Over 4hours what it takes to become SEAL, you gonna feel extreme pain and cold watching this

Pain Is Temporary, Pride Is Forever



Recommended by Goggins


----------



## kozhirastaman (Feb 18, 2020)

If Goggins recommended it, I'm watching it for sure man.


----------



## Lifemax (Feb 18, 2020)

kozhirastaman said:


> If Goggins recommended it, I'm watching it for sure man.


Who's Goggins?


----------



## Brandon10 (Feb 18, 2020)

freeone12 said:


> Pain Is Temporary, Pride Is Forever








Armycels are the biggest retards I've ever met. JFL at putting your life on the line for Burgerland faggots. Also nice work killing millions of innocents in the Middle East.


----------



## kozhirastaman (Feb 18, 2020)

Lifemax said:


> Who's Goggins?


He's a former Navy SEAL who was 300lbs but then he became ripped. His motivation is good stuff.


----------



## DarknLost (Feb 18, 2020)

too old,brings me nostalgia


----------



## Chadelite (Feb 18, 2020)

DarknLost said:


> too old,brings me nostalgia


me too

i hate seeing stuff from like 3 or 4 years ago

even worse the older it is

i want to go back in time and change my life 

but i can't and no one can


----------



## anti caking agents (Feb 18, 2020)

LOOK AT THE MIDDLE GUY ON HIS LEFT FUARK WHAT A MOGGER.


----------



## BackFromTheMogging (Feb 18, 2020)

Brandon10 said:


> Armycels are the biggest retards I've ever met. JFL at putting your life on the line for Burgerland faggots. Also nice work killing millions of innocents in the Middle East.


Amen


----------



## Doomerteen (Feb 21, 2020)

Brandon10 said:


> Armycels are the biggest retards I've ever met. JFL at putting your life on the line for Burgerland faggots. Also nice work killing millions of innocents in the Middle East.
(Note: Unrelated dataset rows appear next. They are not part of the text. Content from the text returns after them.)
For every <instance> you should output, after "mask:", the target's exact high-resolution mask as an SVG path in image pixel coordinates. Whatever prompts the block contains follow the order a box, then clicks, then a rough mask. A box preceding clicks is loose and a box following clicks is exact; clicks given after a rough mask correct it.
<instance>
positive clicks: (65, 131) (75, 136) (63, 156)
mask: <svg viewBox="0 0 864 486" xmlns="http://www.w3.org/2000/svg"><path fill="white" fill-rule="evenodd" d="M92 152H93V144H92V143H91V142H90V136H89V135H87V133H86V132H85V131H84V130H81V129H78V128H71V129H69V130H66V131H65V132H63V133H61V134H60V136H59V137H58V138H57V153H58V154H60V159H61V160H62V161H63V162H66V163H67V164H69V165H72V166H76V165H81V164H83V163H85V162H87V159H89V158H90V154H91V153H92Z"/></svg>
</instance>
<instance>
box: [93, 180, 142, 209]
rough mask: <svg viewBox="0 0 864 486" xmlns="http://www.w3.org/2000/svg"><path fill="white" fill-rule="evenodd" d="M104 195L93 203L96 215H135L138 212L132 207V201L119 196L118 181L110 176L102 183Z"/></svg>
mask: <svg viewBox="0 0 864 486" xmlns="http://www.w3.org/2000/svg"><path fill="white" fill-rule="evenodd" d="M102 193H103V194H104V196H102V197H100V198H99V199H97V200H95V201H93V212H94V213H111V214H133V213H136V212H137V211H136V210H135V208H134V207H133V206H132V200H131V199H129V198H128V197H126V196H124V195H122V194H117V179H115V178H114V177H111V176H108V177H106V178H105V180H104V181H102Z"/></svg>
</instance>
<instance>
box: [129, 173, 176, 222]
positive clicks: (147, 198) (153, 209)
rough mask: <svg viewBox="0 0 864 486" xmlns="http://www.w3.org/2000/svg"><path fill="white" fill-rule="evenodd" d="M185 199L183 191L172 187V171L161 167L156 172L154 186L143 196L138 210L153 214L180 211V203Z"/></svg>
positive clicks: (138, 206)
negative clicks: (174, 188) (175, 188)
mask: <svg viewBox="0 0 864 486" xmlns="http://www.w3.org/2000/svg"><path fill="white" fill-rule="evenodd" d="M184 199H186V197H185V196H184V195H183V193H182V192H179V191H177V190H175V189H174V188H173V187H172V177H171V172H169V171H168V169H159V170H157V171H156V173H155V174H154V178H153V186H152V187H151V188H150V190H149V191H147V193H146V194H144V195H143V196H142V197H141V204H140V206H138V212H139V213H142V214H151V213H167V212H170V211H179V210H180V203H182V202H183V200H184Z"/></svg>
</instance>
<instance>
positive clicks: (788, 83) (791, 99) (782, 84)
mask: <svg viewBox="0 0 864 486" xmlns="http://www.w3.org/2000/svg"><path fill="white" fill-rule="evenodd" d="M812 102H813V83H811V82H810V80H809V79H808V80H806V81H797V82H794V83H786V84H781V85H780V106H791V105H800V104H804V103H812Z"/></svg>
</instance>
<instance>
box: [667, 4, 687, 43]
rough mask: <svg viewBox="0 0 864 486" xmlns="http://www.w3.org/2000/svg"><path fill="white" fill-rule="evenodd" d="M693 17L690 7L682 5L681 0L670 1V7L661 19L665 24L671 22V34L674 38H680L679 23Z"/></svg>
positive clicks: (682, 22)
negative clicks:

At least you're killing middle Easterners, if that's the only thing you do, it seems like a good cause.


----------



## Deleted member 3593 (Feb 21, 2020)

Brandon10 said:


> Armycels are the biggest retards I've ever met. JFL at putting your life on the line for Burgerland faggots. Also nice work killing millions of innocents in the Middle East.


----------



## BigBoy (Feb 21, 2020)

Chadelite said:


> me too
> 
> i hate seeing stuff from like 3 or 4 years ago
> 
> ...


You can change your life, starting now.

Unless you are balding, then it is over.


----------



## Pietrosiek (Feb 21, 2020)

I watched that


----------